Director Ridley Scott is reportedly preparing a sequel to his blockbusting sci-fi almost-prequel Prometheus, which was released in June 2012. This news comes after Prometheus, which was budgeted at $130m, has grossed $303m worldwide, and still has plenty of room for growth. We take a look at what a Prometheus sequel could mean…
We know what you’re thinking. Four original films (all with different directors), two franchise-melding spin-offs in the shape of the Alien Vs Predator fiasco (also with different directors), and one mega-confusing, open-ended, ‘not-a-prequel’ prequel directed by the same man who directed the very first of the original films. Just when we thought the Alien plot couldn’t possibly get any thicker than it already is, Scott (in conjunction with 20th Century Fox) decides to smack us with a sequel to the ‘not-a-prequel’ prequel. Confused? We know we are.
Essentially, what we think is happening is this: Prometheus, which was originally conceived as a prequel to Alien, developed into more of a reboot, in the style of The Amazing Spiderman and Star Trek. It became a re-imagining of the origins of the Alien species. This meant that technically the reboot didn’t have to strictly adhere to the set-up of the first Alien film, providing the filmmakers with ample opportunity to explore, and change direction at will. They certainly seem to be taking advantage of that opportunity, with the imaginatively nick-named Prometheus 2 looming large on the horizon.

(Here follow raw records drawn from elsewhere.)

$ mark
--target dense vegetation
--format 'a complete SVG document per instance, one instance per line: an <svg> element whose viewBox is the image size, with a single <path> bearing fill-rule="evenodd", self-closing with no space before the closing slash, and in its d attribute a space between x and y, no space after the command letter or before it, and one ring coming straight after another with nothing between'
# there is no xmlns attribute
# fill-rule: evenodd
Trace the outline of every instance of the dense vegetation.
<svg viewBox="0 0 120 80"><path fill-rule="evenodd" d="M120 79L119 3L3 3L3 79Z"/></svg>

Stars Noomi Rapace and Michael Fassbender have both been contracted to reappear in the second film, after their characters Dr. Elizabeth Shaw and David the Robot jetted off into the stars together at the finale of Prometheus. Due to the conspicuously open ending of Prometheus, it has not really come as a surprise to many that a sequel is in the works. To some however, it has come as a disappointment.
Fans of the Alien franchise were thrilled to hear that Ridley Scott, director of the original (and perhaps best) Alien film, would be back at the helm on movie number five. Many of these same fans found themselves shaking their heads as they walked out of theatres, confused and saddened by what they saw as a badly scripted, wildly overreaching film complete with a plot which was holier than a Swiss cheese (read our discussion here). Since then, there have been calls for the filmmakers to simply let the series die. Then again, there are also those who feel that Prometheus is an intriguing, philosophical addition to the series, allowing it the opportunity to develop.
Like the ill-fated Ellen Ripley (Sigourney Weaver), focus of the first four Alien films, and like the Titan Prometheus, who was punished for stealing fire from the Gods by having his liver repeatedly ripped out and grown again, the Alien franchise just keeps on coming back to life – whether that’s a good thing, or a bad thing, remains to be seen.